# Real Men Don't Buy White Beds, Or Do they?



## Mort (Nov 26, 2008)

Nick4444 said:


> I was looking for a Sleigh bed in a cherry or walnut finish, but I found the exact simple, clean styling I found at Ethan Allen, but in only two color choices -- Rustique or white.
> *
> Admittedly, I had been thinking of white as an option, but in rattan, with other furnishings that evoke a tropical feel ... but a sleigh bed in white, with other white furnishings?
> 
> I feel it expands the color choices for bedding, drapery, oriental rugs, etc., *but is it manly? Or girly?


Real men would never type something like that. :laughing:


----------



## Nick4444 (Oct 10, 2009)

Mort said:


> Real men would never type something like that. :laughing:


funny guy


----------



## yummy mummy (Sep 11, 2006)

I understand what you are trying to say about the white, but when accessorizing with bedding and window treatments, you can go with fabrics that are normally used for men's suiting.

Like wool flannel in a pin stripe, or glen check pattern, or houndstooth pattern. I think you can make it work.

And, if you really don't like the white after a while, you can always paint it.


----------



## gma2rjc (Nov 21, 2008)

> Quote:Originally Posted by Mort
> Real men would never type something like that. :laughing:


funny guy...:laughing:...:yes:

I agree with Yummy Mummy. The white bed will look nice with the right masculine fabrics and accessories.


----------



## Nick4444 (Oct 10, 2009)

Mort said:


> Real men would never type something like that. :laughing:





yummy mummy said:


> I understand what you are trying to say about the white, but when accessorizing with bedding and window treatments, you can go with fabrics that are normally used for men's suiting.
> 
> Like wool flannel in a pin stripe, or glen check pattern, or houndstooth pattern.
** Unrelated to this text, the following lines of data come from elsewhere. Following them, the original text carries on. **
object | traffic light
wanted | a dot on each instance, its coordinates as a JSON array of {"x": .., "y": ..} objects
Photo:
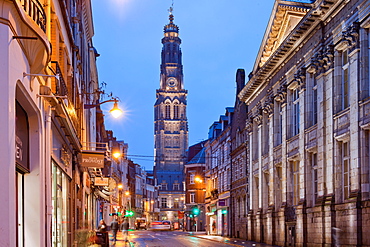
[
  {"x": 129, "y": 213},
  {"x": 196, "y": 211}
]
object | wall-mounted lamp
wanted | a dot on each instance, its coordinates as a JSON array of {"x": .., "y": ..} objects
[{"x": 115, "y": 111}]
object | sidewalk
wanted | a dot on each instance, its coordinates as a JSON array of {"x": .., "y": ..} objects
[{"x": 230, "y": 241}]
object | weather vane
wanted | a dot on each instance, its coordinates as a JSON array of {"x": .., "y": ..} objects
[{"x": 171, "y": 8}]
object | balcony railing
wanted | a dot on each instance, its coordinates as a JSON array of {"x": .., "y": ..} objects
[
  {"x": 58, "y": 87},
  {"x": 35, "y": 10}
]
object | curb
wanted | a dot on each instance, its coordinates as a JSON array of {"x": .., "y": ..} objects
[{"x": 214, "y": 240}]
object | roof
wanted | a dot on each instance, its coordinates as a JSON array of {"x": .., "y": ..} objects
[{"x": 199, "y": 158}]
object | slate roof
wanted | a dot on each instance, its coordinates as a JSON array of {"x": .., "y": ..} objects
[{"x": 199, "y": 158}]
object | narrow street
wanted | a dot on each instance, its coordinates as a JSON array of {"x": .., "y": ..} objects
[{"x": 178, "y": 239}]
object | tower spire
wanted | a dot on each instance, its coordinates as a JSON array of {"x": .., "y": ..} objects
[{"x": 170, "y": 10}]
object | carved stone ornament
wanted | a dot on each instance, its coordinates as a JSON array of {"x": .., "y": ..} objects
[
  {"x": 258, "y": 119},
  {"x": 300, "y": 78},
  {"x": 322, "y": 60},
  {"x": 349, "y": 38},
  {"x": 280, "y": 96},
  {"x": 249, "y": 125},
  {"x": 268, "y": 106}
]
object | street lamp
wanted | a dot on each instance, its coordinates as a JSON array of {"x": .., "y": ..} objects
[
  {"x": 115, "y": 111},
  {"x": 120, "y": 187}
]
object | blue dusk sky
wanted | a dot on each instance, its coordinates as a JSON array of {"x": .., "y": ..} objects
[{"x": 218, "y": 37}]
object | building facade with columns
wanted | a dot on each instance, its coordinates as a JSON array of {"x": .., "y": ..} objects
[{"x": 308, "y": 125}]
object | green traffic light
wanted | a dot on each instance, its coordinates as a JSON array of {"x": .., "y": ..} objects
[
  {"x": 196, "y": 211},
  {"x": 129, "y": 213}
]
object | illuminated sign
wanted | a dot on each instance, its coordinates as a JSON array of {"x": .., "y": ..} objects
[
  {"x": 92, "y": 159},
  {"x": 99, "y": 181}
]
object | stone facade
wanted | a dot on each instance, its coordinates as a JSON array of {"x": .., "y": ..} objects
[
  {"x": 308, "y": 124},
  {"x": 238, "y": 154},
  {"x": 170, "y": 126},
  {"x": 218, "y": 176}
]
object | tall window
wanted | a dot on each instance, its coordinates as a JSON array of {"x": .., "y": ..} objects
[
  {"x": 163, "y": 202},
  {"x": 295, "y": 112},
  {"x": 278, "y": 124},
  {"x": 295, "y": 175},
  {"x": 168, "y": 111},
  {"x": 314, "y": 102},
  {"x": 176, "y": 186},
  {"x": 345, "y": 80},
  {"x": 278, "y": 185},
  {"x": 192, "y": 178},
  {"x": 192, "y": 197},
  {"x": 176, "y": 203},
  {"x": 315, "y": 183},
  {"x": 176, "y": 111},
  {"x": 346, "y": 169},
  {"x": 163, "y": 186}
]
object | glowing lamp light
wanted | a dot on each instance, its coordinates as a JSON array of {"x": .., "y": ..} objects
[
  {"x": 116, "y": 155},
  {"x": 115, "y": 111},
  {"x": 198, "y": 180}
]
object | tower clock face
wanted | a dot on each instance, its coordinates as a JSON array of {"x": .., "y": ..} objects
[{"x": 171, "y": 82}]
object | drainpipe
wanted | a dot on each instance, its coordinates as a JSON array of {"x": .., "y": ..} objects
[{"x": 47, "y": 143}]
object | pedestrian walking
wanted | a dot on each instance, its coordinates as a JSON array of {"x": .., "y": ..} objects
[
  {"x": 114, "y": 226},
  {"x": 102, "y": 234},
  {"x": 125, "y": 226}
]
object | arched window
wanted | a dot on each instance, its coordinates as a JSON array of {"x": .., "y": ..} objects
[
  {"x": 168, "y": 111},
  {"x": 176, "y": 111}
]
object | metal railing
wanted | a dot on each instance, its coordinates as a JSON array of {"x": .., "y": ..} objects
[
  {"x": 58, "y": 87},
  {"x": 34, "y": 9}
]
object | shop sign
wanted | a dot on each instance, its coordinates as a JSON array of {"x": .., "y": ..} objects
[
  {"x": 221, "y": 202},
  {"x": 21, "y": 137},
  {"x": 100, "y": 181},
  {"x": 180, "y": 214},
  {"x": 92, "y": 159}
]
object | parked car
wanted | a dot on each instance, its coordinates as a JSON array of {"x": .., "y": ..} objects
[
  {"x": 140, "y": 223},
  {"x": 161, "y": 225}
]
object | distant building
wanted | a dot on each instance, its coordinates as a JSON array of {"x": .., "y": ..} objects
[
  {"x": 308, "y": 126},
  {"x": 171, "y": 127},
  {"x": 194, "y": 213},
  {"x": 218, "y": 175},
  {"x": 239, "y": 172}
]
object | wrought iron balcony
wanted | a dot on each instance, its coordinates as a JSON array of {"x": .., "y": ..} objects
[
  {"x": 34, "y": 9},
  {"x": 58, "y": 87}
]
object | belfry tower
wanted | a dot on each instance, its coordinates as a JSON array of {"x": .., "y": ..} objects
[{"x": 170, "y": 125}]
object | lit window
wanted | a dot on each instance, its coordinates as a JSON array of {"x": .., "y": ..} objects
[
  {"x": 345, "y": 80},
  {"x": 192, "y": 197},
  {"x": 176, "y": 186},
  {"x": 346, "y": 169},
  {"x": 192, "y": 178},
  {"x": 295, "y": 173},
  {"x": 314, "y": 102},
  {"x": 176, "y": 111},
  {"x": 168, "y": 111},
  {"x": 315, "y": 181},
  {"x": 163, "y": 202},
  {"x": 295, "y": 112}
]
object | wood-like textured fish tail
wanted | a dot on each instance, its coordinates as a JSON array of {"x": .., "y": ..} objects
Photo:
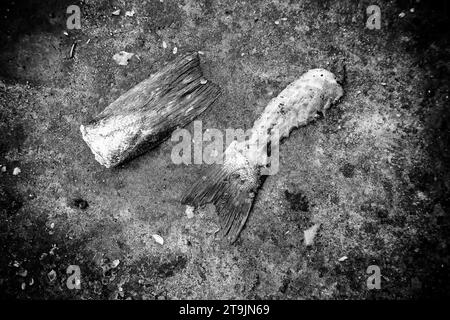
[{"x": 231, "y": 187}]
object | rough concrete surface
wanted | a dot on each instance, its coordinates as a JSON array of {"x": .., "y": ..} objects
[{"x": 373, "y": 172}]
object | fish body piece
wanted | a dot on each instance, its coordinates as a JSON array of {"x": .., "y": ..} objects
[
  {"x": 233, "y": 186},
  {"x": 145, "y": 115}
]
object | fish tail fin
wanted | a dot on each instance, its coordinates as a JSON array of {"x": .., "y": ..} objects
[{"x": 232, "y": 190}]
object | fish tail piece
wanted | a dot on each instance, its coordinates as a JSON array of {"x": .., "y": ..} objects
[{"x": 232, "y": 189}]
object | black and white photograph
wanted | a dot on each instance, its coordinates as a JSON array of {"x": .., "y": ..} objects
[{"x": 241, "y": 152}]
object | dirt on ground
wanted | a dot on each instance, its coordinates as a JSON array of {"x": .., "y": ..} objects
[{"x": 373, "y": 173}]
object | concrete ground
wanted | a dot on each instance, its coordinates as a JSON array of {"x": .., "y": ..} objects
[{"x": 374, "y": 173}]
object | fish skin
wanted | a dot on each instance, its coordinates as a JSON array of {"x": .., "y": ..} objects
[{"x": 233, "y": 186}]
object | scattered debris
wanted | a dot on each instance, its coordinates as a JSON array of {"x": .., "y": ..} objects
[
  {"x": 115, "y": 263},
  {"x": 79, "y": 203},
  {"x": 51, "y": 275},
  {"x": 310, "y": 234},
  {"x": 158, "y": 239},
  {"x": 190, "y": 212},
  {"x": 122, "y": 58},
  {"x": 52, "y": 250},
  {"x": 22, "y": 273}
]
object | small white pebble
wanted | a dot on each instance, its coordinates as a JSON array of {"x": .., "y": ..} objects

I think you can make it work.
> 
> And, if you really don't like the white after a while, you can always paint it.





gma2rjc said:


> funny guy...:laughing:...:yes:
> 
> I agree with Yummy Mummy. The white bed will look nice with the right masculine fabrics and accessories.



*thanx, all! (even Mort :no*

*was trying to decide if I should exclude the white bed as a choice, but, I guess I should consider it

thanx, again!*


----------



## ColorMyWorld (Oct 2, 2009)

If you like it, that's all that matters. If Ethan Allen makes it, I'm sure it's nice.


----------



## Plumb And Light (Aug 4, 2009)

Hey, if it's ok to wear pink then it's ok to sleep in a white bed.


----------